1. i don't like the wording in either document, that focuses more on opioids than non-opioid therapy. yes, it is in a document about opioid prescribing, but it is the first recommendation and the one most likely to "stick" in readers..

we prescribers "should consider using opioid therapy only if expected benefits are anticipated to outweigh" puts the opioid therapy front and center, and lends one to think of opioid therapy sooner in the paradigm than, say "after all else fails, and the patient has severe pain with limited functioning and little possibility of improvement, then consider opioid therapy".

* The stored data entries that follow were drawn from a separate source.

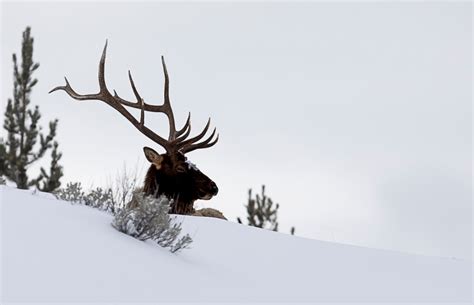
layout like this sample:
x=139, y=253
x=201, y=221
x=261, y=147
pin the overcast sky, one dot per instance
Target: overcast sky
x=357, y=117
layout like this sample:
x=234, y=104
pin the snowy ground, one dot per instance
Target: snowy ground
x=53, y=251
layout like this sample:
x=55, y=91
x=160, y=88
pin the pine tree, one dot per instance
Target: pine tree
x=20, y=150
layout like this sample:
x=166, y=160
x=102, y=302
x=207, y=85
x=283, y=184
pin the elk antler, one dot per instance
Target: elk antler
x=177, y=139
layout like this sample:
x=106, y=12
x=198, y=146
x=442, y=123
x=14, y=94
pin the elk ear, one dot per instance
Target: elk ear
x=152, y=156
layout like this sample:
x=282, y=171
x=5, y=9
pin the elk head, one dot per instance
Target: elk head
x=170, y=173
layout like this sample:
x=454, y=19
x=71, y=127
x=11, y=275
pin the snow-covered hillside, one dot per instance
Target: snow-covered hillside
x=55, y=251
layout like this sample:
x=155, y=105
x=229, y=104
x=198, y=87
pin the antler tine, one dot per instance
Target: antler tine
x=117, y=103
x=196, y=138
x=186, y=126
x=204, y=144
x=166, y=104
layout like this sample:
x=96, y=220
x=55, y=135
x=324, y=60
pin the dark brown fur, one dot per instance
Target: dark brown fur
x=179, y=180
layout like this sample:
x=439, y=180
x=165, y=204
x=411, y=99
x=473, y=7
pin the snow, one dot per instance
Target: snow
x=53, y=251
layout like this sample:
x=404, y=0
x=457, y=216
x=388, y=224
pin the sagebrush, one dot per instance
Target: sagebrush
x=149, y=219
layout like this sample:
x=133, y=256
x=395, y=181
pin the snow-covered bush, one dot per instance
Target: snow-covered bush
x=123, y=187
x=72, y=192
x=148, y=219
x=99, y=198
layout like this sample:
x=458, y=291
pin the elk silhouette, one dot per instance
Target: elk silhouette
x=170, y=174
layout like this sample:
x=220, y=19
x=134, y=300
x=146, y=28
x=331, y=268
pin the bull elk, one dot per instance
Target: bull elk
x=170, y=173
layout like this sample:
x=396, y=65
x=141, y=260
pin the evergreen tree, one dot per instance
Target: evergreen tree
x=20, y=150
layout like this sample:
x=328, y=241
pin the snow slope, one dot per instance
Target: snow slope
x=53, y=251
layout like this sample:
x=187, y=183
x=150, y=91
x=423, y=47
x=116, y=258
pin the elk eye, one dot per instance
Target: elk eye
x=180, y=169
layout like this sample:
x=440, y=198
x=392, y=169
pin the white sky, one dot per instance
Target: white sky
x=356, y=116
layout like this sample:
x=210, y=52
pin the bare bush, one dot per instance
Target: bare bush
x=99, y=198
x=149, y=220
x=123, y=187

2. for the most part, agree.

3. clinicians should not be "encouraged" - they need to have that initial discussion.

4. agree

5. disagree on removal of hard cap with respect to PCPs. this will encourage PCPs to prescribe whatever they feel is indicated.

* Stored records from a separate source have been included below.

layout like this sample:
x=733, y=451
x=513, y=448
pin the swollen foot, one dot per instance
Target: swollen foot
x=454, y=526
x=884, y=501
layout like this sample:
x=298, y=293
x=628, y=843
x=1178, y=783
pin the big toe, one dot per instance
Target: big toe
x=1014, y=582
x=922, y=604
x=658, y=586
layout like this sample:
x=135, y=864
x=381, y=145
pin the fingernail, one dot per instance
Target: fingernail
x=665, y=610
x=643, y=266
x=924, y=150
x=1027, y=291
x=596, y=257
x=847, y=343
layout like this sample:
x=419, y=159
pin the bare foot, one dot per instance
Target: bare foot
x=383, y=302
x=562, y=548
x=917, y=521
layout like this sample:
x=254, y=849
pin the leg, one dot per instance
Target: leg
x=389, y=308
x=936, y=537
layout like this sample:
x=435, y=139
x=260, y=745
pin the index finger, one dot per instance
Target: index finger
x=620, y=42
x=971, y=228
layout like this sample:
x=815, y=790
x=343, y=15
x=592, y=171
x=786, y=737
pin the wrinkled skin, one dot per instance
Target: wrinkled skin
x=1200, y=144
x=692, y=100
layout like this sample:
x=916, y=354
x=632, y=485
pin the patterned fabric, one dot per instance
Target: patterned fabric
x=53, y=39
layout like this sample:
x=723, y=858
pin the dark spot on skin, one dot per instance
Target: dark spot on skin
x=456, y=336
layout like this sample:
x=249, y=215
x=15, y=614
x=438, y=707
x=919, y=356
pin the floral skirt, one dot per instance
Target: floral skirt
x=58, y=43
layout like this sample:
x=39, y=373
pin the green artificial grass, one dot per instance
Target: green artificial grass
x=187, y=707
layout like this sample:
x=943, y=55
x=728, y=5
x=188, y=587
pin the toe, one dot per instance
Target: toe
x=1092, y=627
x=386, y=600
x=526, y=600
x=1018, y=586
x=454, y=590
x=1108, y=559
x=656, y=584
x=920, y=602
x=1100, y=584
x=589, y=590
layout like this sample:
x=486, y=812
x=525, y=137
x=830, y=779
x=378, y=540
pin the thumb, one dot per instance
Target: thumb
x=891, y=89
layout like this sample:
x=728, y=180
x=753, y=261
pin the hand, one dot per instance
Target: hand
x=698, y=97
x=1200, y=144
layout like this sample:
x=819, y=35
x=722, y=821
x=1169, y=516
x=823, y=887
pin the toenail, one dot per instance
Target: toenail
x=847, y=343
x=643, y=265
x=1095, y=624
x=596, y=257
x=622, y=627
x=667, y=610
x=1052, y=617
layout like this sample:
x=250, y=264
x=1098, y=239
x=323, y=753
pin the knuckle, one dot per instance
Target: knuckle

would have suggested that PCPs alone should not go above the hard cap of 90, but then state that "this applies to prescribers who are not pain or palliative care specialists. PCPs may utilize the expertise of pain and palliative care certified specialists to make the determination that levels above 90 MME are appropriate for a particular patient".

6. too broad. at one point in time, i got a series of referrals from an orthopedic practice. one of the ortho docs would routinely prescribe opioids after surgery. unfortunately, he would never stop. one patient would get a 1 month prescription after an arthroscopy - 20 years previously.

7. i believe it is the DEA requirement that patients be assessed every 3 months. this recommendation suggests that the AMA is not aware of the legal aspects of opioid prescribing.

8. this recommendation could be misconstrued by patients to insist that proper opioid addiction and misuse by itself is insufficient grounds to not prescribe opioids for chronic nonmalignant non-palliative pain.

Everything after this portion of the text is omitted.